Five bells begin to ring together and they ring at intervals of 3, 6, 10, 12 and 15 seconds, respectively. How many times will they ring together at the same second in one hour excluding the one at the end?

Answer 1

Answer:

60 times will they ring together at the same second in one hour excluding the one at the end.

Step-by-step explanation:

Given : Five bells begin to ring together and they ring at intervals of 3, 6, 10, 12 and 15 seconds, respectively.

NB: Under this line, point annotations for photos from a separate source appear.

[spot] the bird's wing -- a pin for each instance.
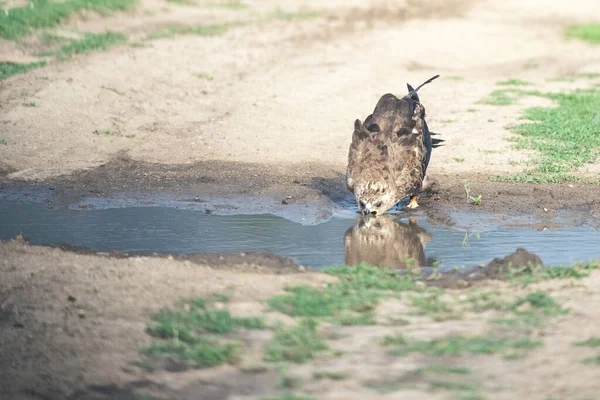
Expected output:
(367, 151)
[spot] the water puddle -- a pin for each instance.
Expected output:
(384, 241)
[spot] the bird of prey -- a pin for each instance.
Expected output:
(386, 242)
(390, 152)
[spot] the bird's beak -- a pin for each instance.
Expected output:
(368, 208)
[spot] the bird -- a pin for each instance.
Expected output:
(386, 242)
(390, 153)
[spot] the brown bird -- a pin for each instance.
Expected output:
(390, 152)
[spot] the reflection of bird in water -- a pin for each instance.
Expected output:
(386, 242)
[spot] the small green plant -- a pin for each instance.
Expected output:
(475, 200)
(290, 16)
(90, 42)
(10, 69)
(441, 370)
(588, 32)
(591, 342)
(514, 82)
(288, 396)
(110, 89)
(592, 360)
(171, 31)
(334, 376)
(19, 21)
(189, 334)
(297, 344)
(204, 75)
(455, 345)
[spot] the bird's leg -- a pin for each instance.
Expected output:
(413, 202)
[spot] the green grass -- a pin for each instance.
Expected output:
(190, 334)
(99, 132)
(449, 385)
(234, 5)
(20, 21)
(351, 301)
(10, 69)
(199, 352)
(456, 345)
(90, 42)
(204, 75)
(297, 344)
(334, 376)
(565, 136)
(171, 31)
(588, 32)
(514, 82)
(591, 342)
(111, 89)
(432, 305)
(592, 360)
(290, 15)
(441, 370)
(289, 396)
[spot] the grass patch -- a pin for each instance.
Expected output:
(19, 21)
(234, 5)
(592, 360)
(591, 342)
(449, 385)
(334, 376)
(110, 89)
(532, 274)
(291, 15)
(565, 136)
(190, 334)
(432, 305)
(351, 301)
(441, 370)
(456, 345)
(296, 344)
(99, 132)
(514, 82)
(90, 42)
(171, 31)
(588, 32)
(289, 396)
(199, 353)
(10, 69)
(204, 75)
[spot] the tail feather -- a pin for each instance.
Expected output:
(412, 93)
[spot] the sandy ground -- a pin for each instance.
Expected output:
(275, 121)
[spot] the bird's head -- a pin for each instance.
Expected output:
(374, 198)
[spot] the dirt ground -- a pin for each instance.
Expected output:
(274, 121)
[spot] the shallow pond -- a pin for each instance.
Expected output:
(385, 241)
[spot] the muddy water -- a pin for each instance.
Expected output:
(387, 241)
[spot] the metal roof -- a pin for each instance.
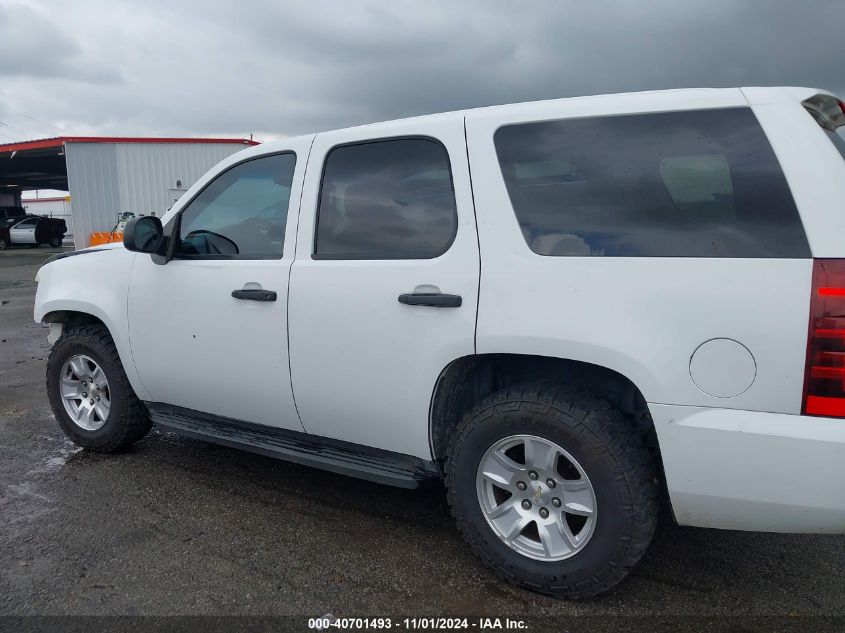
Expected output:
(40, 163)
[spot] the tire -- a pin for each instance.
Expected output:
(610, 456)
(127, 420)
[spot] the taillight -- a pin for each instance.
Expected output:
(824, 379)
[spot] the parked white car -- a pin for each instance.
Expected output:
(563, 308)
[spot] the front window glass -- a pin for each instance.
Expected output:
(242, 213)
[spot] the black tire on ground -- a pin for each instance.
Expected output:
(619, 467)
(128, 420)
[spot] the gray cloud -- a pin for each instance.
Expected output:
(280, 68)
(33, 46)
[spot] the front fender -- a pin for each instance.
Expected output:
(97, 284)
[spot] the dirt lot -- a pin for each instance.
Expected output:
(178, 526)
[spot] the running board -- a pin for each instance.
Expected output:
(345, 458)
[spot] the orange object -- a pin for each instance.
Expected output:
(104, 238)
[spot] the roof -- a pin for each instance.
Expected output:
(40, 164)
(59, 141)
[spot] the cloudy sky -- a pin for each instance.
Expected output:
(276, 68)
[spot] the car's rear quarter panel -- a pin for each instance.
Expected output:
(640, 316)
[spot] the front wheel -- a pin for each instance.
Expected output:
(90, 394)
(552, 489)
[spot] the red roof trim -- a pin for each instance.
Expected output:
(59, 141)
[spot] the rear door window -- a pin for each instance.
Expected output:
(386, 199)
(676, 184)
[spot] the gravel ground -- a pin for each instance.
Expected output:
(178, 526)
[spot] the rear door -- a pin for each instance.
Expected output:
(387, 224)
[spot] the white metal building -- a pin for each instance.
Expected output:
(106, 176)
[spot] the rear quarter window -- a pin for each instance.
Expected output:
(702, 183)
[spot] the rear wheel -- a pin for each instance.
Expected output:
(552, 489)
(90, 394)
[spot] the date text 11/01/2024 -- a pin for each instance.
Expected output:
(424, 623)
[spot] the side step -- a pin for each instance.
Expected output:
(386, 467)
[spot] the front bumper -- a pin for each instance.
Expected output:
(750, 470)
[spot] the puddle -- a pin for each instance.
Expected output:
(64, 454)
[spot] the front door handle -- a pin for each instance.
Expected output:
(433, 299)
(254, 294)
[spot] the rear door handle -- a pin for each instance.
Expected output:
(433, 299)
(254, 294)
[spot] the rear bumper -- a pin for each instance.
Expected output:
(749, 470)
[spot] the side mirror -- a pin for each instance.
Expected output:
(144, 235)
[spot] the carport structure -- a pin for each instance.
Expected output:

To find : How many times will they ring together at the same second in one hour excluding the one at the end?

Solution :

First we find the LCM of 3, 6, 10, 12 and 15.

2 | 3  6  10  12  15

2 | 3  3   5   6  15

3 | 3  3   5   3  15

5 | 1    1  5   1    5

  | 1    1   1   1     1

$LCM(3, 6, 10, 12,15)=2\times 2\times 3\times 5$

$LCM(3, 6, 10, 12,15)=60$

So, the bells will ring together after every 60 seconds i.e. 1 minutes.

i.e. in 1 minute they rand together 1 time.

We know, 1 hour = 60 minutes

So, in 60 minute they rang together 60 times.

Therefore, 60 times will they ring together at the same second in one hour excluding the one at the end.